Masih ingat dengan gambar disamping? Waktu belajar Biologi di sekolah dulu, kita pasti bertemu dengan bagian yang membahas soal “peta lidah”, yang memaparkan perbedaan kepekaan masing-masing area di lidah terhadap rasa tertentu.
Para ilmuwan sebetulnya sudah lama menyadari bahwa pendekatan ini adalah keliru. “Peta lidah” ini sebenarnya adalah hasil kesalahan interpretasi terhadap sebuah penelitian yang dilaporkan pada sekitar akhir abad ke-19. Pada kenyataannya, seluruh bagian lidah yang mengandung bintil pengecap memiliki kepekaan yang sama terhadap segala macam rasa. Sayangnya, kesalahan ini terlanjur “mendunia” sehingga sulit untuk dikoreksi lagi.
Menariknya, sebagian besar orang yang pernah belajar soal “peta lidah” sebenarnya sudah menyadari bahwa ada yang salah didalamnya. Kita toh bisa mencecap manisnya gula, atau pahitnya rasa kopi di seluruh permukaan lidah. Tapi kita cenderung lebih percaya pada guru, ketimbang lidah kita sendiri. Sang guru juga mungkin punya keraguan yang sama, tapi ia juga lebih percaya buku ketimbang panca inderanya. Begitu pula halnya dengan para penulis buku maupun penyusun kurikulum.

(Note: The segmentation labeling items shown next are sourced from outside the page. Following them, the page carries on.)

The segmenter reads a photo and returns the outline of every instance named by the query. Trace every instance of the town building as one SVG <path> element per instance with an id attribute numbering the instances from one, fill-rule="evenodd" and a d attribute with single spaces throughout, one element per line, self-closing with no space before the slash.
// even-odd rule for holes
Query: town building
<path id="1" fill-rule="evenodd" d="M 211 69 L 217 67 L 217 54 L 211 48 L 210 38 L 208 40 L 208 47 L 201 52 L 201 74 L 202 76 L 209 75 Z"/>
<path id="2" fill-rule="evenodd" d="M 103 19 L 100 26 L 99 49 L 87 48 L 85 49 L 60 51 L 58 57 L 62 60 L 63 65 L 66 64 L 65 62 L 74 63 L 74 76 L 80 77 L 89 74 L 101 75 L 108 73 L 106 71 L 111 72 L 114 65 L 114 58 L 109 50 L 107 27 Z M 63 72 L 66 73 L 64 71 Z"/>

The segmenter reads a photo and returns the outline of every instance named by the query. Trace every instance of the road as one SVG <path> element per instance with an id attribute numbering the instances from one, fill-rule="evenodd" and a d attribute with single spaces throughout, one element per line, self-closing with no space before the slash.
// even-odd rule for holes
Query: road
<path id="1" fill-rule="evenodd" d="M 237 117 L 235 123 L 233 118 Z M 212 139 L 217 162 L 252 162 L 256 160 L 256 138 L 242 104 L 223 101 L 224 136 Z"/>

Sayangnya, metode pendidikan yang kita anut sering tidak cukup memberi ruang bagi tumbuhnya sikap kritis. Dalam kultur kita yang kelewat menomorsatukan sopan santun, batas antara sikap kritis dengan kekurang-ajaran terkadang sangat tipis. Kasus “peta lidah” hanyalah salah satu contoh kekonyolan sistem pendidikan kita yang kelewat dogmatis. Walaupun hal ini sudah banyak disadari, buku diktat Biologi terbitan terbaru kita masih juga memuatnya untuk dijejalkan ke otak para siswa.